К 1944 году Хитчингс еще не выловил ни одной химической рыбки. Чашки Петри с бактериальными посевами стопками громоздились вокруг него, напоминая зарастающий плесенями и лишайниками старый сад без малейшего намека на вожделенное лекарство. Доверившись интуиции, он нанял молодую помощницу по имени Гертруда Элайон, чье будущее казалось еще более неопределенным, чем его собственное. Дочь литовского иммигранта, наделенная научным складом ума и острым интересом к химии, в 1941 году Элайон получила степень магистра химии в Нью-Йоркском университете, днем преподавая химию старшеклассникам, а научной работой занимаясь ночью и по выходным. Несмотря на высокую квалификацию, талант и целеустремленность, она не смогла найти работу в академической лаборатории. Разочарованная постоянными отказами[229], Труди Элайон устроилась контролером качества в супермаркет и работала в пищевой лаборатории химиком-аналитиком. Когда Труди нашел Хитчингс, она оценивала кислотность рассолов и цвет яичных желтков для майонеза и даже представить себе не могла, что вскоре станет одним из самых продуктивных химиков-синтетиков ее поколения, а позже и лауреатом Нобелевской премии.

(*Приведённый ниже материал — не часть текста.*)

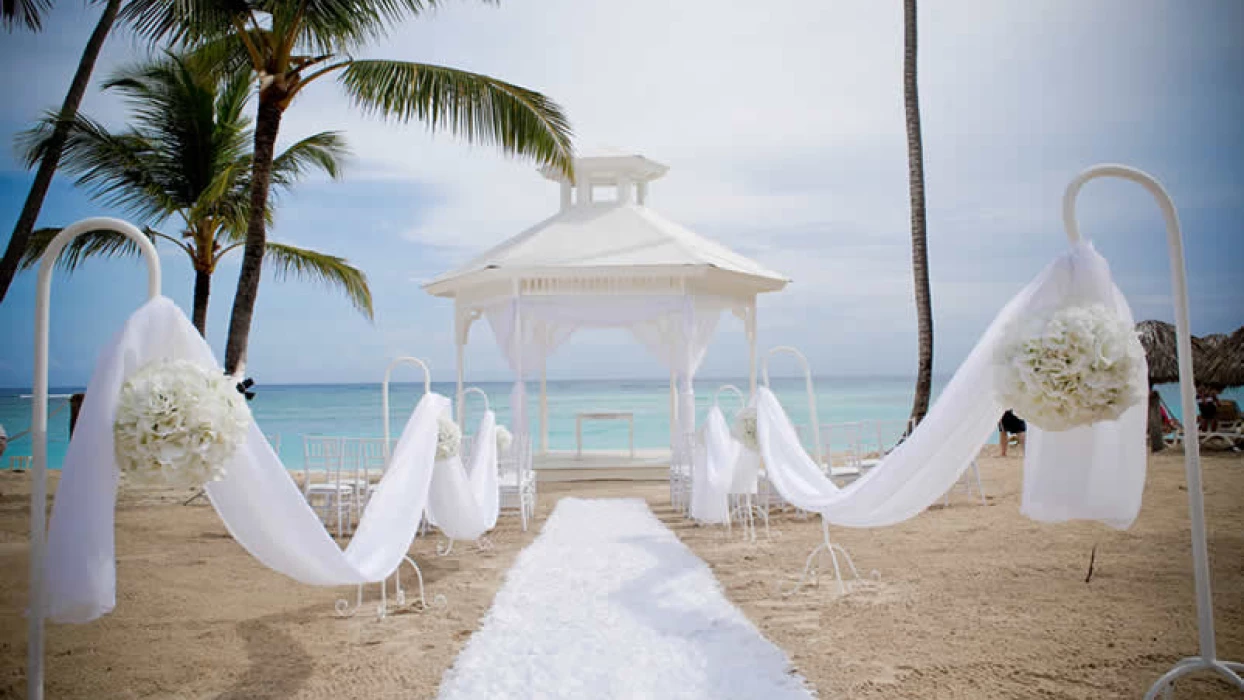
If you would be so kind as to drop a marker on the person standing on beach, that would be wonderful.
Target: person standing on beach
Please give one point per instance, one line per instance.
(1009, 425)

Спасенная от прозябания в маринадно-майонезной вселенной, Гертруда Элайон с энтузиазмом погрузилась в мир синтетической химии. Как и Хитчингс, она начала с охоты на вещества, которые останавливали бы размножение бактерий, повреждая ДНК, однако вскоре ввела в поиски собственный стратегический маневр. Вместо того чтобы наугад перелопачивать сонмы неизвестных химических соединений, Элайон сфокусировалась на одном классе веществ, называемых пуринами[230]. Пурины – это циклические молекулы с основой из пяти атомов углерода. К тому времени уже было известно, что они участвуют в строительстве ДНК. Элайон решила добавлять к каждому из углеродов какую-нибудь боковую цепь и получать тем самым десятки новых вариантов пуринов.
Собранная Элайон коллекция молекул напоминала ярмарочную карусель с диковинными зверями. Одна молекула – 2,6-диаминопурин – даже в мельчайших дозах была чрезвычайно токсична для животных. Другая пахла как чеснок, только в тысячу раз сильнее. Многие оказывались нестабильными или бесполезными – или и то, и другое сразу. Однако в 1951 году Элайон удалось найти вариант, получивший название 6-меркаптопурин, или 6-МП.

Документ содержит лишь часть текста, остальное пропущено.